Tumor recognition by MR1T cells

MR1T cells are a recently discovered population of MR1-restricted unconventional T cells. They are heterogeneous, express variable T cell receptors, and respond to antigens present in tumor cells of different tissue origins. To utilize their anti-tumor potential in therapy, it is essential to fully comprehend the range of MR1T recognition of tumors and identify the structure of tumor-related antigens.
My PhD project aimed to characterize the breadth of MR1T reactivity towards different types of cancer cell lines, organoids, and primary tumors. MR1T cells demonstrated different recognition patterns, with some examining a broad cross-reactivity between almost all tested tumors. In contrast, others were only activated in the presence of a small subset of tumor cells.
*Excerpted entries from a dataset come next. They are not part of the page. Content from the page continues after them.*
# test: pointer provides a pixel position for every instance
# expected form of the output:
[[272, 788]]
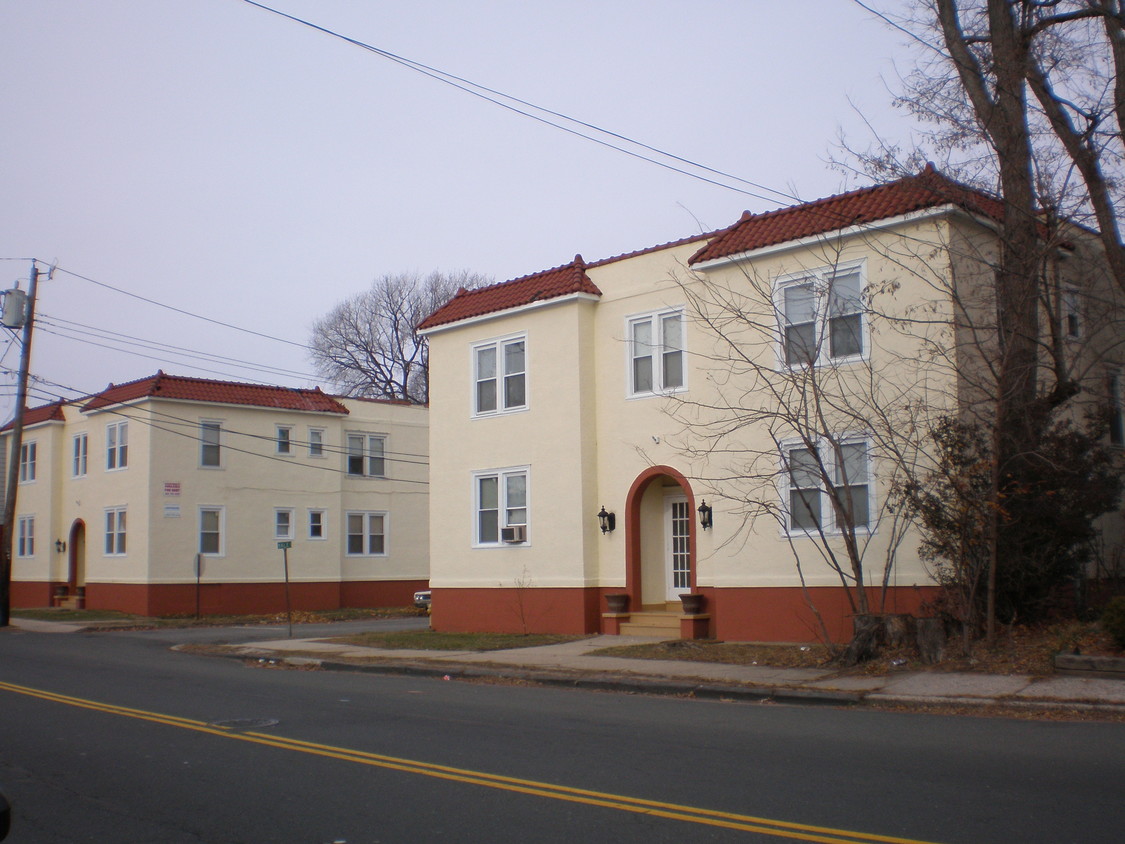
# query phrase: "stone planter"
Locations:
[[693, 603], [618, 602]]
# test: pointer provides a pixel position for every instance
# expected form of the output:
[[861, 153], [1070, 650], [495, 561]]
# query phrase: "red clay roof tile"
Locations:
[[551, 284], [201, 389], [51, 412], [928, 189]]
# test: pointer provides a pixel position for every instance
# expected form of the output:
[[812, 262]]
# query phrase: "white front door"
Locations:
[[677, 523]]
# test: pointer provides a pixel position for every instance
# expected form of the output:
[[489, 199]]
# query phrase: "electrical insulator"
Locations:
[[15, 308]]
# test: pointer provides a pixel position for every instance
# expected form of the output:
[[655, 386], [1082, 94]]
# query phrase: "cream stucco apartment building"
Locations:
[[169, 493], [640, 425]]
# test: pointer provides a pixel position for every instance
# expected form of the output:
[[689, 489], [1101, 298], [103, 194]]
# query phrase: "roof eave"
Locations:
[[509, 311], [835, 233]]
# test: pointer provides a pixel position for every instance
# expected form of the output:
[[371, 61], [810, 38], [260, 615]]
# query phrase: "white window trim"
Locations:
[[288, 536], [324, 524], [28, 461], [25, 536], [117, 514], [118, 449], [222, 529], [320, 451], [218, 443], [655, 317], [827, 511], [502, 505], [80, 458], [366, 454], [367, 515], [819, 278], [498, 344]]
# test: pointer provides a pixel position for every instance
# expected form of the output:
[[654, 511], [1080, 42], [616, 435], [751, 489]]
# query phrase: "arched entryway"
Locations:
[[75, 558], [659, 538]]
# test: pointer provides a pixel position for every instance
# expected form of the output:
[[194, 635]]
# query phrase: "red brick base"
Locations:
[[234, 599], [735, 614]]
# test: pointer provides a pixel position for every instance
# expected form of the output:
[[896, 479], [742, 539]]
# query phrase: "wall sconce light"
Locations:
[[705, 515], [606, 521]]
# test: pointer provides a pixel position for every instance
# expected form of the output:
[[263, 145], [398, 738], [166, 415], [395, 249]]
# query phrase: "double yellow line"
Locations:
[[653, 808]]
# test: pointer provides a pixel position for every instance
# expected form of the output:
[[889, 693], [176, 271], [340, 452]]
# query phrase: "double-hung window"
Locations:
[[285, 440], [656, 353], [210, 531], [316, 519], [27, 459], [810, 504], [25, 536], [1116, 410], [282, 523], [367, 533], [502, 506], [1071, 314], [117, 445], [209, 448], [115, 531], [80, 454], [367, 455], [500, 376], [821, 316], [316, 442]]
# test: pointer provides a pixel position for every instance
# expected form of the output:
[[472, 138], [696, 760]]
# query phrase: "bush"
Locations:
[[1113, 620]]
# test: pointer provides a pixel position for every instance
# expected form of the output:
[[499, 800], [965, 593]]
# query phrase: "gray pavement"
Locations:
[[573, 664]]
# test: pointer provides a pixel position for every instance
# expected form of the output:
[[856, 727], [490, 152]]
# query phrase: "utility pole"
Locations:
[[17, 441]]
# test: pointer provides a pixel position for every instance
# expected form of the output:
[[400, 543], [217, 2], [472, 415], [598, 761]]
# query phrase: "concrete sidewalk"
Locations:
[[572, 664]]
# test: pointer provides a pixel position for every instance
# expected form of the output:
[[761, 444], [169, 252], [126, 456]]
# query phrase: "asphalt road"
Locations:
[[111, 737]]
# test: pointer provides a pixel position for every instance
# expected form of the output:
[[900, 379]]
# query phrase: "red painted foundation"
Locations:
[[735, 614], [234, 599]]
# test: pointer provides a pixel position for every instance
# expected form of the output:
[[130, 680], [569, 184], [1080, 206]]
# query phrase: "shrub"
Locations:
[[1113, 620]]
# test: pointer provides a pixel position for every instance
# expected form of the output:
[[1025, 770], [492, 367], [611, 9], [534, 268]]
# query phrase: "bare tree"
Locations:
[[368, 344], [1025, 98]]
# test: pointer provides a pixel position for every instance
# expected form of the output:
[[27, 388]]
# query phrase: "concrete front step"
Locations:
[[653, 623]]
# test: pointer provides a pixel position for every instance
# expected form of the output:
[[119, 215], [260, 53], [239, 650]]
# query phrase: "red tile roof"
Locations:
[[51, 412], [928, 189], [551, 284], [201, 389]]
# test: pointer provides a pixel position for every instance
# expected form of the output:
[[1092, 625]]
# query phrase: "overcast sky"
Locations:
[[231, 163]]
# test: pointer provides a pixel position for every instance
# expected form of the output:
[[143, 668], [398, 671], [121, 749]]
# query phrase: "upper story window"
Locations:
[[316, 442], [656, 352], [209, 448], [282, 523], [1071, 314], [502, 506], [210, 531], [27, 459], [80, 452], [1116, 410], [367, 533], [316, 520], [821, 316], [367, 455], [117, 445], [115, 532], [285, 439], [809, 501], [500, 373]]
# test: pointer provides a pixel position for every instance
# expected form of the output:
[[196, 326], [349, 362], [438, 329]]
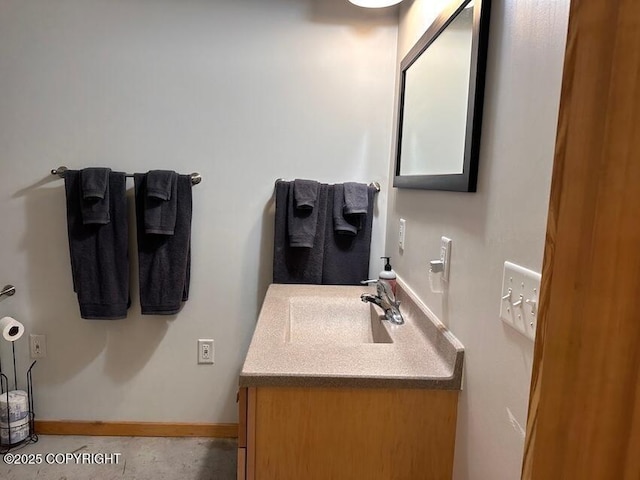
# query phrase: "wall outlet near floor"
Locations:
[[205, 351], [38, 346]]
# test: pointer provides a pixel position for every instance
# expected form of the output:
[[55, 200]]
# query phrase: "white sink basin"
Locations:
[[334, 321]]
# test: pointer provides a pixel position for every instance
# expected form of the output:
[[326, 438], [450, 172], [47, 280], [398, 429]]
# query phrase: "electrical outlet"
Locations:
[[205, 351], [401, 233], [38, 346]]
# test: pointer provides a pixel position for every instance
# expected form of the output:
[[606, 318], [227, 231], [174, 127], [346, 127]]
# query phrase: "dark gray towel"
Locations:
[[343, 224], [298, 265], [306, 194], [346, 257], [161, 184], [301, 223], [161, 206], [95, 195], [164, 260], [356, 199], [99, 253]]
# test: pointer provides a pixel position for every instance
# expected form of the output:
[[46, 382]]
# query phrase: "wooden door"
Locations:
[[584, 411]]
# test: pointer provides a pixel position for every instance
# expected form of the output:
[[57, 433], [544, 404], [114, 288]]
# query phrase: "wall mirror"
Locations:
[[441, 89]]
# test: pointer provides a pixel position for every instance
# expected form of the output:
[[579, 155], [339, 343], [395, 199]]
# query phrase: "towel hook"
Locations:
[[8, 290]]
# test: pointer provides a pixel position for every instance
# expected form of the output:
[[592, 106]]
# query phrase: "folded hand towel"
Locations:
[[301, 223], [306, 194], [343, 224], [161, 184], [99, 254], [160, 202], [356, 199], [94, 186], [164, 260]]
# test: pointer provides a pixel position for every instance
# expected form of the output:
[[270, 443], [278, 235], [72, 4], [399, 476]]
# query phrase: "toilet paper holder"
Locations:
[[8, 290]]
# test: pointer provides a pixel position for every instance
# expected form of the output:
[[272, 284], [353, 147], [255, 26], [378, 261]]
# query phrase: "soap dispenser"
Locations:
[[388, 274]]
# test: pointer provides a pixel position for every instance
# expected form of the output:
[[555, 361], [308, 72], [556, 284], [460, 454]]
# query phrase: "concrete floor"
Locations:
[[141, 458]]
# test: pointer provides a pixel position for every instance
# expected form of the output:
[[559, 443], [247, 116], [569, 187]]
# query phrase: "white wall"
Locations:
[[504, 220], [243, 92]]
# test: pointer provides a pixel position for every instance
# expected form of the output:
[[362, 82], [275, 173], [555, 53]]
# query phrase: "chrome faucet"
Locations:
[[385, 299]]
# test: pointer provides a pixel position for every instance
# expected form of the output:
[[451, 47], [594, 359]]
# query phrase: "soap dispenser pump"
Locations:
[[388, 274]]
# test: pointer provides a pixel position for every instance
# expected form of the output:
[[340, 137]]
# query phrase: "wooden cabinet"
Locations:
[[292, 433]]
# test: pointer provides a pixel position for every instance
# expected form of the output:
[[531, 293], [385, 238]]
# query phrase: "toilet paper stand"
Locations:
[[15, 434]]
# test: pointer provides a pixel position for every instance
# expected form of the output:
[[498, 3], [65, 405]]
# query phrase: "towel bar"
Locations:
[[376, 185], [196, 178]]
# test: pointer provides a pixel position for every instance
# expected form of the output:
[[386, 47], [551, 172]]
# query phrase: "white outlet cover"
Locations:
[[206, 352], [526, 283]]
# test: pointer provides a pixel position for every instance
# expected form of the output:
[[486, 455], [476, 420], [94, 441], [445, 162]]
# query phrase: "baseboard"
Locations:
[[136, 429]]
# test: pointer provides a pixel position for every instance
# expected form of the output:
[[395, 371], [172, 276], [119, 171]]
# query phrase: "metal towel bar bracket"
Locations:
[[8, 290], [196, 178]]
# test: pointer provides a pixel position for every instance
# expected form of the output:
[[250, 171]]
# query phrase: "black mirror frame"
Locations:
[[465, 181]]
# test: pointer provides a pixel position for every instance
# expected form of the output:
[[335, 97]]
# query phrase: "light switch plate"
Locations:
[[445, 257], [520, 310]]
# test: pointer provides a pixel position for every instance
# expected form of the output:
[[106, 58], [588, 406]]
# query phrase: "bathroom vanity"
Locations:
[[329, 389]]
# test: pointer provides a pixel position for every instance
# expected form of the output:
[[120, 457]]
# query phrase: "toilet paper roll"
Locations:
[[11, 329], [14, 406]]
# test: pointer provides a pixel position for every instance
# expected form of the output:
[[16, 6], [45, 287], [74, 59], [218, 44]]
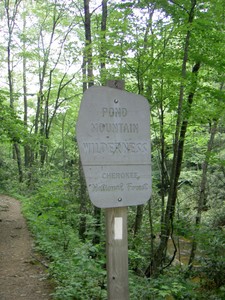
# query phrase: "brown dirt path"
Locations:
[[21, 276]]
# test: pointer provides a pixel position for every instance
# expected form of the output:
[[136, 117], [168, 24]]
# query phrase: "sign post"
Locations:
[[113, 134]]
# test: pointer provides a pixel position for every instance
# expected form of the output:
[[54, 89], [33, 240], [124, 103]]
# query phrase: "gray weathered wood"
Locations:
[[117, 255], [113, 134], [117, 244]]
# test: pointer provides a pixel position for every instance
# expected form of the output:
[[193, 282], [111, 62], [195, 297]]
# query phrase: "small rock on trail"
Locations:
[[21, 277]]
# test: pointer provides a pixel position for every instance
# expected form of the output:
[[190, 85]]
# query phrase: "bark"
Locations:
[[103, 41], [11, 13], [202, 201], [88, 43], [157, 263]]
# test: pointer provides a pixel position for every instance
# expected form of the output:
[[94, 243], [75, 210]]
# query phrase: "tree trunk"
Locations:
[[202, 196], [157, 263]]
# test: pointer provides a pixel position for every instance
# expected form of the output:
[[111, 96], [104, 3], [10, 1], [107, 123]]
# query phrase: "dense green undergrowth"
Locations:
[[78, 268]]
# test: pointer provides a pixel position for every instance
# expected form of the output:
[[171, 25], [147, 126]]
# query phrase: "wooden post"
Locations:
[[117, 253], [117, 242]]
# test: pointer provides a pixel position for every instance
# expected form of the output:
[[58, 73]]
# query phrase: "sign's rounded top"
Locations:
[[113, 134]]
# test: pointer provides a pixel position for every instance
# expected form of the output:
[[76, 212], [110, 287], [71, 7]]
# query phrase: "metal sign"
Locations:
[[113, 134]]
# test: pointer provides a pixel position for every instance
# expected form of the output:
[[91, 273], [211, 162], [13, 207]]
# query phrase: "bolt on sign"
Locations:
[[113, 134]]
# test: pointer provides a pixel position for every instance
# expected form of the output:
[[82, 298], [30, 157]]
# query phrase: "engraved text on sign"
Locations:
[[114, 141]]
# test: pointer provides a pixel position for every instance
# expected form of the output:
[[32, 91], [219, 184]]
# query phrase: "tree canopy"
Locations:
[[172, 53]]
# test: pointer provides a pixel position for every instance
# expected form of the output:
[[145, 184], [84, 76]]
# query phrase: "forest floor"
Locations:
[[22, 276]]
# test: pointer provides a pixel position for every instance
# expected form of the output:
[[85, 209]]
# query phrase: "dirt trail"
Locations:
[[21, 276]]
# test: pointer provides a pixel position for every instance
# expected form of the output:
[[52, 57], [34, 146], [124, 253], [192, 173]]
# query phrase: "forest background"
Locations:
[[172, 53]]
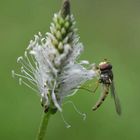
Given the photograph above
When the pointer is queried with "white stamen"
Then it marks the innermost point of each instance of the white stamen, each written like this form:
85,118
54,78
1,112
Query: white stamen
23,82
54,98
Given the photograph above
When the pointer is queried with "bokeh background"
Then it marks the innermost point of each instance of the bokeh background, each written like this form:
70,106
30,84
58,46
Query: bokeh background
108,29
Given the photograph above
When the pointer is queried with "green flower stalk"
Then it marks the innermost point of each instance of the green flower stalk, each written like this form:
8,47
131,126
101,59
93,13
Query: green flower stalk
50,66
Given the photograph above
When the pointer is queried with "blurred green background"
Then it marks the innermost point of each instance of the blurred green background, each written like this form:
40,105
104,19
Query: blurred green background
108,29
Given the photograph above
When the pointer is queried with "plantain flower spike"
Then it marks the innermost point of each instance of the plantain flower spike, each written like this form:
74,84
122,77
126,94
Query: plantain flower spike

A significant finding was that some cancer cells had a far superior ability to stimulate the majority of MR1T clones. This led us to investigate the features of highly stimulatory tumors, focusing on the metabolic changes that could lead to generation of MR1T antigens. We discovered critical metabolic pathways significantly altered in highly stimulatory tumors, including the metabolism of arachidonic acid, glutathione, taurine and hypotaurine, and pyrimidines. These findings shed light on the mechanism of MR1T recognition of cells with altered metabolism, which allows for the accumulation of specific metabolites that give rise to MR1T antigens. These studies have implications beyond cancer, as changes in cell metabolism are also observed in other diseases, including infectious and autoimmune diseases.